The idea for a computerized fantasy role-playing game originated around 1978 with Brown's friend and fellow player Bill Fesselmeyer, who encouraged Brown to try combining his interests in D&D and computer programming. Brown began work on his CRPG system and completed the first version probably in 1979, titling it "Eamon" after a name he happened to see in a book. The system consisted of a master diskette containing programs for creating, equipping, and storing the player's character (called an adventurer), with additional diskettes each containing an adventure for the player to experience. Brown wrote several of the early adventures himself and created an authoring system for others to be able to create their own; beginning with friends Jim Jacobson, John Nelson, and others, adventures by new contributors began appearing in 1980. The game, distributed as freeware and initially shared with friends and acquaintances through the Computer Emporium, proved popular and started to spread and gain a following.
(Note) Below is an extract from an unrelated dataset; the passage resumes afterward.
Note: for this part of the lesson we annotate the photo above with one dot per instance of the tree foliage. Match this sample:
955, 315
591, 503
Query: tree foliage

Brown authored a total of 10 Eamon adventures:

Number Title Released
1 The Beginners Cave c. late 1979
2 The Lair of the Minotaur c. late 1979
5 Castle of Doom 1980
6 The Death Star 1980
9 Assault on the Clone Master 1980
11 The Tomb of Molinar 1980
29 The Lost Island of Apple c. 1982
79 The Castle of Count Fuey January 1985
80 The Search for the Key January 1985
81 The Rescue Mission January 1985

CE Software

As a student Brown enjoyed visiting the Computer Emporium, a computer hardware and software retailer in Des Moines started by Richard Skeie in 1978, and had distributed his Eamon game system through the Emporium's computer club. In 1981 the company launched a software development venture called CE Software with Brown its principal developer. Brown's first major software project for CE was SwordThrust, a commercial variant of Eamon, for which he wrote six of its total seven adventures. CE also published a stock market-themed game written by Brown entitled Wall Street.

Brown and CE Software soon turned their focus to business applications for the Apple Macintosh and incorporated the company in January 1987.

Other work

Through his website at Brown shared some of his personal projects, including essays, short stories, and information on a variety of hardware projects.